Eine wesentliche Säule des Verbraucherschutzes ist die Information der Öffentlichkeit – so steht es im „Memorandum Lebensmittelsicherheit in Berlin“ der zuständigen Senatsverwaltung. Doch den Sachstand erfahren hiesige Verbraucher derzeit nur aus der Presse. Ein offizielles Wort der Berliner Verbrauchersenatorin gibt es nicht, auch auf den Internetseiten ihres Hauses finden Interessierte keine Erwähnung der jüngsten Entwicklungen im Ekelfleischskandal. „Festzustellen, dass ein Döner mit 1,50 Euro zu billig ist, ersetzt keine Verbraucherpolitik. Der Verweis auf die Verantwortung der Verbraucher ist kein Ersatz für Taten“, kritisiert Georg Abel, Bundesgeschäftsführer der VERBRAUCHER INITIATIVE.
Der Schutz der Berliner Verbraucher vor Ekelfleisch ist nicht nur Sache der Anderen.

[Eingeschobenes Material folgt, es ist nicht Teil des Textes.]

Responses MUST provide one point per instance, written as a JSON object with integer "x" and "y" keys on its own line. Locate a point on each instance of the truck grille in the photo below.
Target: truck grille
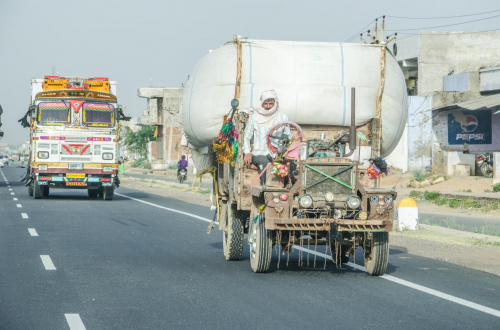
{"x": 317, "y": 186}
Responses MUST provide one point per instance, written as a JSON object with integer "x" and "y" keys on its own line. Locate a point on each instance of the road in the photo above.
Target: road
{"x": 145, "y": 262}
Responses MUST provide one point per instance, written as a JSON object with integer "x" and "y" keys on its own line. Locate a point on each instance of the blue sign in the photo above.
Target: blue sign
{"x": 469, "y": 126}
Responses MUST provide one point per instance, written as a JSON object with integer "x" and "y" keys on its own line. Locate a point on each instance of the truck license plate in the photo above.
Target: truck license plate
{"x": 75, "y": 166}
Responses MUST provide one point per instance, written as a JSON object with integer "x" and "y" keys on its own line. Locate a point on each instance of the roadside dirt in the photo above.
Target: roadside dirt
{"x": 459, "y": 248}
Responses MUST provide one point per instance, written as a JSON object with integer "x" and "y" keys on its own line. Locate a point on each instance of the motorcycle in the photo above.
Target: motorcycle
{"x": 485, "y": 163}
{"x": 182, "y": 176}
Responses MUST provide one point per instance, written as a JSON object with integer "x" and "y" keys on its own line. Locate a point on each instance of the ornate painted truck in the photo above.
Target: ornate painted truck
{"x": 74, "y": 130}
{"x": 349, "y": 103}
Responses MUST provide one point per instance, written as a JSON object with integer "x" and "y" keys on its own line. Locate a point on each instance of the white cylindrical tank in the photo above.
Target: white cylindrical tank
{"x": 312, "y": 79}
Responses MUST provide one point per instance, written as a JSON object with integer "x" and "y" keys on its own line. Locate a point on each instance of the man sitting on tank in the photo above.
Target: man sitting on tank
{"x": 258, "y": 125}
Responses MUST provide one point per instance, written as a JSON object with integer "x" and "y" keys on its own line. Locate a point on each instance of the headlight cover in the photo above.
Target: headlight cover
{"x": 43, "y": 154}
{"x": 305, "y": 201}
{"x": 353, "y": 202}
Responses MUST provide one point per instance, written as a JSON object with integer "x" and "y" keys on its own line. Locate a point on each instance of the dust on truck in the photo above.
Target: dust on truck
{"x": 347, "y": 103}
{"x": 74, "y": 132}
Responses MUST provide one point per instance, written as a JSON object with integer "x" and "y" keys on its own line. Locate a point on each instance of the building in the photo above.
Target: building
{"x": 163, "y": 111}
{"x": 453, "y": 79}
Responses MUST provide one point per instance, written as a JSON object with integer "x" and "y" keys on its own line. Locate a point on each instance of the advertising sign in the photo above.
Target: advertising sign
{"x": 471, "y": 127}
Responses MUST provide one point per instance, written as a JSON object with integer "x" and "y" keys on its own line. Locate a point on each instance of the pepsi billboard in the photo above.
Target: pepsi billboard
{"x": 471, "y": 127}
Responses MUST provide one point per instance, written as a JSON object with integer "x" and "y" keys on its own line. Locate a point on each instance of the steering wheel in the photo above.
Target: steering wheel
{"x": 295, "y": 131}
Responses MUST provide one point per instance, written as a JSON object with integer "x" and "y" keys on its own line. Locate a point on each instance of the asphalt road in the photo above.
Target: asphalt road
{"x": 71, "y": 262}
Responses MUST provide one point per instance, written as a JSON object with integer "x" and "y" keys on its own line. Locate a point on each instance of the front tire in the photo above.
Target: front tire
{"x": 232, "y": 234}
{"x": 376, "y": 253}
{"x": 108, "y": 193}
{"x": 261, "y": 245}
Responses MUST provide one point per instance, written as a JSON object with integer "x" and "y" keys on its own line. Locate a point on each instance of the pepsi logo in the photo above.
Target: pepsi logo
{"x": 471, "y": 124}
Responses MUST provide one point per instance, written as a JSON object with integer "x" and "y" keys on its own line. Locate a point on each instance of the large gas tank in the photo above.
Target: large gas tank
{"x": 312, "y": 79}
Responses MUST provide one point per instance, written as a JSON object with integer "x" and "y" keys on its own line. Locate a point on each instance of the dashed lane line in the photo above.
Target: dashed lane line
{"x": 74, "y": 321}
{"x": 393, "y": 279}
{"x": 47, "y": 262}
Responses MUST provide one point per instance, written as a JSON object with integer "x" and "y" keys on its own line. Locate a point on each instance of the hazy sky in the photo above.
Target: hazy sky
{"x": 158, "y": 42}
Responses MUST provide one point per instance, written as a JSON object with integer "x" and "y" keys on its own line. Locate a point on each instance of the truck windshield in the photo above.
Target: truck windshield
{"x": 98, "y": 114}
{"x": 53, "y": 113}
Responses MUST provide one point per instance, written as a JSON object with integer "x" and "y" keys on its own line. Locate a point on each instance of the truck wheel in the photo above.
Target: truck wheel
{"x": 37, "y": 191}
{"x": 232, "y": 235}
{"x": 93, "y": 193}
{"x": 261, "y": 245}
{"x": 376, "y": 253}
{"x": 107, "y": 193}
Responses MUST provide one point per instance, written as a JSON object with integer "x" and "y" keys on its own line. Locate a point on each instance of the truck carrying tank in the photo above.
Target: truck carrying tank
{"x": 312, "y": 79}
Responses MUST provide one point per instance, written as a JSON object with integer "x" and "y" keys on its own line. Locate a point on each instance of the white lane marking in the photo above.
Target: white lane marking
{"x": 74, "y": 321}
{"x": 436, "y": 293}
{"x": 418, "y": 287}
{"x": 47, "y": 262}
{"x": 166, "y": 208}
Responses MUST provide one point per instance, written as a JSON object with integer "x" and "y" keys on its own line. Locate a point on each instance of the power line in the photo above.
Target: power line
{"x": 444, "y": 17}
{"x": 357, "y": 33}
{"x": 440, "y": 26}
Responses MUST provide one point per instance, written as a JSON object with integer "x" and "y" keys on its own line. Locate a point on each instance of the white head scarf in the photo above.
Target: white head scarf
{"x": 263, "y": 117}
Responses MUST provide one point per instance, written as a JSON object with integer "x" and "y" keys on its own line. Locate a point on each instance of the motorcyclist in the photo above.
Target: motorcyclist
{"x": 182, "y": 165}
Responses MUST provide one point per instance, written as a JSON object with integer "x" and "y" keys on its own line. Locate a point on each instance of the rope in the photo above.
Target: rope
{"x": 213, "y": 171}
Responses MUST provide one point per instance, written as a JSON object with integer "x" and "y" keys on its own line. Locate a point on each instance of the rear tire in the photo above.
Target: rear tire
{"x": 108, "y": 193}
{"x": 377, "y": 253}
{"x": 232, "y": 235}
{"x": 37, "y": 191}
{"x": 261, "y": 245}
{"x": 487, "y": 170}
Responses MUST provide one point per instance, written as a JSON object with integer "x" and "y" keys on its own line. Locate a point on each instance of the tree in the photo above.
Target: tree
{"x": 136, "y": 141}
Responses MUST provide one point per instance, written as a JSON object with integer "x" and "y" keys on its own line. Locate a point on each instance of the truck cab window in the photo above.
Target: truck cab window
{"x": 53, "y": 113}
{"x": 98, "y": 114}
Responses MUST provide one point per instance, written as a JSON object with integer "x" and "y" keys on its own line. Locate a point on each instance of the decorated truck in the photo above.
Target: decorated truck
{"x": 74, "y": 127}
{"x": 347, "y": 106}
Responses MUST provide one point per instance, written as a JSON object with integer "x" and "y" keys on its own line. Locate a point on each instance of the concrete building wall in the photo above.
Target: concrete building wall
{"x": 454, "y": 52}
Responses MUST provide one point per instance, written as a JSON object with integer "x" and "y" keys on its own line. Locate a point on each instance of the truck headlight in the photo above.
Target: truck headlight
{"x": 353, "y": 202}
{"x": 305, "y": 201}
{"x": 43, "y": 154}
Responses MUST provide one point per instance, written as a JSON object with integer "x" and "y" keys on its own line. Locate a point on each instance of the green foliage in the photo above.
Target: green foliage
{"x": 137, "y": 141}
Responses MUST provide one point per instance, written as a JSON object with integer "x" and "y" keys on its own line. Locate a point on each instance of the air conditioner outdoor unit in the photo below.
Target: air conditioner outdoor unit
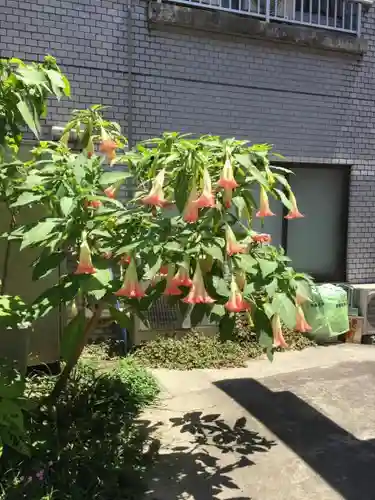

Produktionsketten für Lebensmittel hören nicht an Landesgrenzen auf. „Es reicht deshalb nicht, auf Bayern zu verweisen. Nötig ist vielmehr, das in Berlin vorhandene Konzept zur Verbesserung der Lebensmittelsicherheit und des Schutzes vor Betrug zügig und offensiv umzusetzen“, so Georg Abel. In diesem Zusammenhang fordert die VERBRAUCHER INITIATIVE, die Zahl der Kontrolleursstellen zu erhöhen und an die offenkundige Risikosituation in der Hauptstadt anzupassen. Unabhängig von besseren Kontrollen sind auch die Döner-Hersteller gefordert, im Interesse ihrer Kunden wirksame Wareneingangskontrollen durchzuführen und Verdachtsmomente den Ordnungsbehörden zu melden.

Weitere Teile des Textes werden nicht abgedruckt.